A finite geometric model of space-time (which we call the bulk) is shown to emerge as a set of error correcting codes. The bulk is encoding a set of messages located in a blow up of the Gibbons-Hoffman-Wootters (GHW) discrete phase space for $n$-qubits (which we call the boundary). Our error correcting code is a geometric subspace code known from network coding, and the correspondence map is the finite geometric analogue of the Pl\"ucker map well-known form twistor theory. The $n=2$ case of the bulk-boundary correspondence is precisely the twistor correspondence where the boundary is playing the role of the twistor space and the bulk is a finite geometric version of compactified Minkowski space-time.

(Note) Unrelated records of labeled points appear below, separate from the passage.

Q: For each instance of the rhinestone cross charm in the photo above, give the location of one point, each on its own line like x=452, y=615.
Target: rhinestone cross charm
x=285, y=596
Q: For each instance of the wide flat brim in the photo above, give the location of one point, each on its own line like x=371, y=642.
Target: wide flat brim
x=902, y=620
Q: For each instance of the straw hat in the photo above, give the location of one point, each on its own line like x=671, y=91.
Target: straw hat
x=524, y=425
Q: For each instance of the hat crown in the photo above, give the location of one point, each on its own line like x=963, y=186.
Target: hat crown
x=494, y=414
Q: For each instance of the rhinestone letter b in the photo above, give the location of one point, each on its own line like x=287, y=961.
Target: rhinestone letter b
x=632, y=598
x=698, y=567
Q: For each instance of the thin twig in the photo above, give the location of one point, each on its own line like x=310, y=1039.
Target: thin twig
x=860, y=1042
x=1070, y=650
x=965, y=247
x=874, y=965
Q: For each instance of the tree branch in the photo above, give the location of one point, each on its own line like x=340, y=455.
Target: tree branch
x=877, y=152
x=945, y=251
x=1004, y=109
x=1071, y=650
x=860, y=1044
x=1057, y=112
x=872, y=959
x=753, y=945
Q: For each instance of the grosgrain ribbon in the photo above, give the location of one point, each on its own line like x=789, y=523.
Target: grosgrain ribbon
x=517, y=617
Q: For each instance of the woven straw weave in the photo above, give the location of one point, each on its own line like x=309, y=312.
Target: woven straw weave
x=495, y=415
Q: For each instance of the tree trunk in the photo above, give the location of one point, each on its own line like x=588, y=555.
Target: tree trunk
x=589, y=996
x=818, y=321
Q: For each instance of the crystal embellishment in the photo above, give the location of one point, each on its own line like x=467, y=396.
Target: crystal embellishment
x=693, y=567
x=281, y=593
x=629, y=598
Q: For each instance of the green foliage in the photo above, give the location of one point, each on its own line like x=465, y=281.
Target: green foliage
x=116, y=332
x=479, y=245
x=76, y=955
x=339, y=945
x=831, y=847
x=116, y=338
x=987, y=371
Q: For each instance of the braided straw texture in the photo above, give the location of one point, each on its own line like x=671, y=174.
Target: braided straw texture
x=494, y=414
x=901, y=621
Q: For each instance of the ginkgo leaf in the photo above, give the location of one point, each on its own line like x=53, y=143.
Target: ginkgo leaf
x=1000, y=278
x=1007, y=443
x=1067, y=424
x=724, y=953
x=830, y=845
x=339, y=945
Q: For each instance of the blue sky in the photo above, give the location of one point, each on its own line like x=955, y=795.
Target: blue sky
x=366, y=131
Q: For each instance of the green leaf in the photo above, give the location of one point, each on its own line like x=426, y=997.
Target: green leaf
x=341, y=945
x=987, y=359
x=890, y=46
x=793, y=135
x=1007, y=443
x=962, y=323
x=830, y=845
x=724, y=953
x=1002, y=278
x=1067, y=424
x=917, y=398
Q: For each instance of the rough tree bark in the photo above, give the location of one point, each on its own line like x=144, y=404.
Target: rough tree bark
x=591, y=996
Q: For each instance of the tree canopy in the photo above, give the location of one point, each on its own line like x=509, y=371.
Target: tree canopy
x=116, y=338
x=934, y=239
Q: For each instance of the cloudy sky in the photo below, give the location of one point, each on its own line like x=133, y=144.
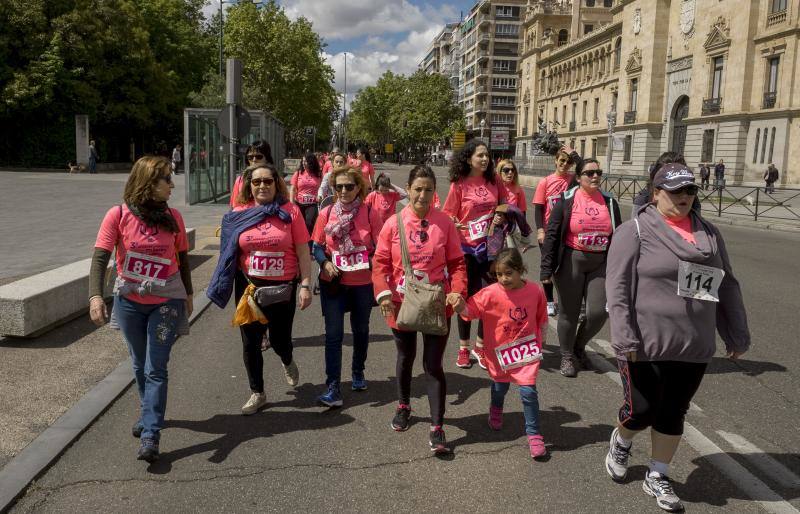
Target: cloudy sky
x=378, y=35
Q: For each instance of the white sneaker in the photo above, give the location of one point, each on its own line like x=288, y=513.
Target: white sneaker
x=256, y=401
x=292, y=374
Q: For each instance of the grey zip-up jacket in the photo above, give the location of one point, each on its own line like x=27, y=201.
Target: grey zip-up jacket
x=647, y=315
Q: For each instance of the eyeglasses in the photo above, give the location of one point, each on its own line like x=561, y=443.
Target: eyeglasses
x=256, y=182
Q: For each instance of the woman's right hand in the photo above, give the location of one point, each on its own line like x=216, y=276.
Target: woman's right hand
x=98, y=311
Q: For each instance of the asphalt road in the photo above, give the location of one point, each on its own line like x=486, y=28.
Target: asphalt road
x=298, y=456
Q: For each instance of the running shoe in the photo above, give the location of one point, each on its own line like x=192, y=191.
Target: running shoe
x=660, y=487
x=477, y=352
x=402, y=417
x=291, y=373
x=568, y=367
x=256, y=401
x=495, y=417
x=536, y=445
x=617, y=457
x=332, y=398
x=438, y=442
x=359, y=382
x=148, y=450
x=463, y=358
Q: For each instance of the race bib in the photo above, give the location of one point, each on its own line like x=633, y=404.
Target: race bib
x=593, y=241
x=518, y=353
x=146, y=268
x=356, y=260
x=479, y=228
x=699, y=282
x=266, y=264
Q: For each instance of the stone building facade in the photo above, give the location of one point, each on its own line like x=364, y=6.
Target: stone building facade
x=711, y=79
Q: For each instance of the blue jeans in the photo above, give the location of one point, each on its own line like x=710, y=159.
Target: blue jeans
x=358, y=300
x=150, y=331
x=530, y=403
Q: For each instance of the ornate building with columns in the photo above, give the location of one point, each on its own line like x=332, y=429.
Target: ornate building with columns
x=710, y=79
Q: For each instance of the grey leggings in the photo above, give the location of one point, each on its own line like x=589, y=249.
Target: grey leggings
x=581, y=275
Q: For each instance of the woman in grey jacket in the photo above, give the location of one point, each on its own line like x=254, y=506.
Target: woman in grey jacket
x=669, y=285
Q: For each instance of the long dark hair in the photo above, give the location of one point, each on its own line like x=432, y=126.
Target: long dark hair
x=460, y=166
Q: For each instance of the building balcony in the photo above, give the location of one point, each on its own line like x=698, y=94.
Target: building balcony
x=630, y=117
x=712, y=106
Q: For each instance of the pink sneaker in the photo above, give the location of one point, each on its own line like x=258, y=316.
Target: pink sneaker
x=495, y=418
x=536, y=443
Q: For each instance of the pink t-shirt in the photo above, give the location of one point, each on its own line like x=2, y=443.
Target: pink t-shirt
x=472, y=201
x=590, y=223
x=515, y=196
x=355, y=266
x=548, y=191
x=267, y=250
x=683, y=227
x=516, y=316
x=129, y=235
x=385, y=204
x=306, y=185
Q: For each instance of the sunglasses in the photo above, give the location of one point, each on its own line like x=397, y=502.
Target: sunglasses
x=256, y=182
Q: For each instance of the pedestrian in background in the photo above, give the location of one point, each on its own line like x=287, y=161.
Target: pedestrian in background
x=670, y=287
x=153, y=289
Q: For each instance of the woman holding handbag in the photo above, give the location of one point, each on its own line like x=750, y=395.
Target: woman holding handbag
x=419, y=263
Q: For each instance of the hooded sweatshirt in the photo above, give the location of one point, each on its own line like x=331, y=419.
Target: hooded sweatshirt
x=647, y=315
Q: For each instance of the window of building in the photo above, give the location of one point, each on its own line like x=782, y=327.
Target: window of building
x=716, y=77
x=707, y=152
x=626, y=153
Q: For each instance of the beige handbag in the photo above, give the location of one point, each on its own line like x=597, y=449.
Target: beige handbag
x=423, y=306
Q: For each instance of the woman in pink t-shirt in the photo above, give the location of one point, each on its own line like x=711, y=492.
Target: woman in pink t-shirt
x=574, y=258
x=474, y=194
x=435, y=255
x=304, y=187
x=514, y=312
x=153, y=289
x=344, y=241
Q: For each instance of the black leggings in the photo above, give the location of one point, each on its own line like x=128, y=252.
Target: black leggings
x=281, y=317
x=476, y=271
x=432, y=353
x=658, y=393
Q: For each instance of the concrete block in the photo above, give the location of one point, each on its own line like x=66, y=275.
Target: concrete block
x=40, y=302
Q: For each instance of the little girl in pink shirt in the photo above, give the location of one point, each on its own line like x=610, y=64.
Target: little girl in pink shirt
x=514, y=315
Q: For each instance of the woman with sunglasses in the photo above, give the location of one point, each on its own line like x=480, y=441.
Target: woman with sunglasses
x=264, y=242
x=475, y=192
x=153, y=289
x=670, y=289
x=434, y=248
x=344, y=241
x=259, y=152
x=547, y=194
x=574, y=258
x=304, y=186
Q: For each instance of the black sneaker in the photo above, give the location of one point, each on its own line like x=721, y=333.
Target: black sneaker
x=438, y=442
x=148, y=450
x=402, y=416
x=568, y=367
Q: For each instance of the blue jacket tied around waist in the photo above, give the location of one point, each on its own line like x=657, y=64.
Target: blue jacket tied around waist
x=233, y=224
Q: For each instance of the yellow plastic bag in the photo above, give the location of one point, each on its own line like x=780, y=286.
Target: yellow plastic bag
x=248, y=310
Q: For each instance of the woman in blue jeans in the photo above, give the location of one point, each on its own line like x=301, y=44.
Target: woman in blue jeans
x=153, y=289
x=344, y=240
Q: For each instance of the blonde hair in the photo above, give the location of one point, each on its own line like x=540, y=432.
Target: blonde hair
x=353, y=173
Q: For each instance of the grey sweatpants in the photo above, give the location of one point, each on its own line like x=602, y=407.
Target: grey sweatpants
x=582, y=275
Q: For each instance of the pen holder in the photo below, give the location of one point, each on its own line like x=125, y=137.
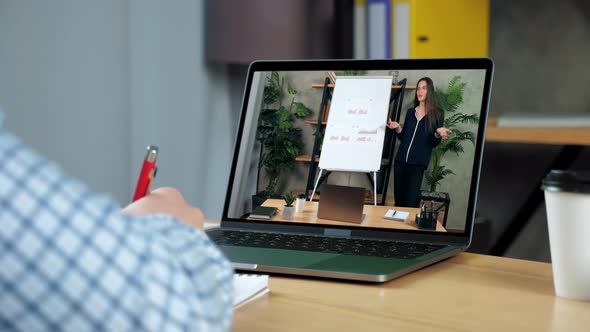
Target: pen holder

For $n\geq 3$ the bulk is identified with the finite geometric version of the Brody-Hughston quantum space-time. For special regions on both sides of the correspondence we associate certain collections of qubit observables. On the boundary side this association gives rise to the well-known GHW quantum net structure. In this picture the messages are complete sets of commuting observables associated to Lagrangian subspaces giving a partition of the boundary. Incomplete subsets of observables corresponding to subspaces of the Lagrangian ones are regarded as corrupted messages. Such a partition of the boundary is represented on the bulk side as a special collection of space-time points. For a particular message residing in the boundary, the set of possible errors is described by the fine details of the light-cone structure of its representative space-time point in the bulk. The geometric arrangement of representative space-time points, playing the role of the variety of codewords, encapsulates an algebraic algorithm for recovery from errors on the boundary side.